Dylan has rightfully come to the conclusion in this piece that in his younger years he acted in a purported “adult” manner when in truth his views, goals, and purpose couldn’t have been further from this reality. He relates how he strove after certain “noble” pursuits in his youth and quite successfully in fact, only to discover that that which once allured him so was hollow and that which he neglected was in fact of the greatest value. He prematurely made up his mind about the world, about what is good and what is evil only to discover that his conceptions were false. He points out a frightful mistake which so many youth make. They think that they know it all or at least enough and place emphasis where it isn’t due only to realize that as a result of their narrow-mindedness they wasted a great deal of their time.
With nearly every verse of this poem Dylan seems to be imparting another lesson. He seems to beg us to keep an open mind to every new idea and every new person we come across while beseeching us to take notice of that which is true and right. He cautions us not to whittle our lives away with futility yet he warns us against excessive worry. Altogether, this short piece seems to be a well of paradoxical counsel that is both realistic and human.
They say that poetry can speak to the reader and that what it says is dependent on that reader. “My Back Pages” speaks to me personally and I find it so relevant to where I am on this road as a transient of life. Basically, I am a teenager at a cross-road preparing to make some rather important decisions equipped with only about sixteen years worth of life experience. The ironic part of this bizarre situation is that many of life’s defining decisions are made in the minds of people who don’t know very much about life at all. So one could come to the conclusion that while we possess free choice (a concept I believe in as a Jew) the decisions we make in these younger stages of life would possibly be different were we better prepared to make them.
The predicted lifespan for this generation is a century and most defining moments occur in the first quarter of this time. Marriage, college, and career, are just a few of these decisions that will have to be made before one has even really gotten to the core of this apple we call life. Knowing that these decisions will need to be made and knowing what Dylan has taught about perspective or lack thereof I am very aware of my capacity for error and the possibility that I may have already done irreparable damage and not even be privy to it yet.
In a more abstract sense of the same principles I find it fascinating how even the most earnest youth are made ridiculous by their views and goals. They can be so caring and so determined without realizing for a second the irrationality that cloaks them. It is at once their greatest flaw and supreme charm, at least noble if not real. I believe that most youth, myself very much included, live in an idealized version of the world or at least possess romanticized notions of how to improve it.
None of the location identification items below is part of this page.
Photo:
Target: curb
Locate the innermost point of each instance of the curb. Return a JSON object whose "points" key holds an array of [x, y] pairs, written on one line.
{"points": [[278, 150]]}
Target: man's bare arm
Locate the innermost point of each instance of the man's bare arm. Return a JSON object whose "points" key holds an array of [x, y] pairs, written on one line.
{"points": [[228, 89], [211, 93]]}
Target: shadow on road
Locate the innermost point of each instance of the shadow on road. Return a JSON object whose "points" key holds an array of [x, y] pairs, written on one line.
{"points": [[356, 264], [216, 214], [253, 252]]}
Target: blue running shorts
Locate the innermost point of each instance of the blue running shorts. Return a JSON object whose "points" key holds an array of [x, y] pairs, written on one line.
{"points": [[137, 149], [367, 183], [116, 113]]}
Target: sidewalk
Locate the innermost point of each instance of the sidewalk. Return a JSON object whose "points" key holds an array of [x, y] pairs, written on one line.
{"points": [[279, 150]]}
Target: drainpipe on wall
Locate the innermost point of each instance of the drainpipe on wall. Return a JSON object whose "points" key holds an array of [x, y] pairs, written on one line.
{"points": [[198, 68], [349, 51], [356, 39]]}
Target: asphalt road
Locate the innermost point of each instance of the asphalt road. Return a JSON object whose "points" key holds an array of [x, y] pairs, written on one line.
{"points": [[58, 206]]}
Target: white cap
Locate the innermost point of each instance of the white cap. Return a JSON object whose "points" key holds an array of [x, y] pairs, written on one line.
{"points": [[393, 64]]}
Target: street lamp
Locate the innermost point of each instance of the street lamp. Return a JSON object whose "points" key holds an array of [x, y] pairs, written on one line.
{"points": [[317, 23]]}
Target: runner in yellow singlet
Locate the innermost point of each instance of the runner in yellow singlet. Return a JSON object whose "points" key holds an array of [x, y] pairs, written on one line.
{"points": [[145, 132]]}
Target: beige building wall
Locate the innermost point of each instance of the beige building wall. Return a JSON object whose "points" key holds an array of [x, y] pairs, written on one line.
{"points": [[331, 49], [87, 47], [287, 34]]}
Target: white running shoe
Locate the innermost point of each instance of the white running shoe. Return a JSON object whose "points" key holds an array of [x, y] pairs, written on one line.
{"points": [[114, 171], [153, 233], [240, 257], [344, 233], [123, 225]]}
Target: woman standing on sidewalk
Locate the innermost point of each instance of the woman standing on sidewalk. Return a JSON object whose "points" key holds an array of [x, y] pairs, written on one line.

We do think we know better than everyone else and it’s because we haven’t seen a lot of life’s brutal reality. I know that I am especially among those that feel this way yet there is no major event that proves my point. Rather it is my ever changing notions about everything from the meaning of life and the actuality of heaven to whether or not rap music is indeed an art form that illustrates the constantly evolving positions of my young mind.
With “My Back Pages” Bob Dylan struck a chord (no rather horrible pun intended) at least with me (how frightfully cliché). By making reference to the innumerable mistakes youth make as a result of too much confidence in their own logic he heeds us against erring as he himself did. In conclusion, this piece, though small in words, imparts lessons larger and nobler than many works of a lesser caliber can in pages.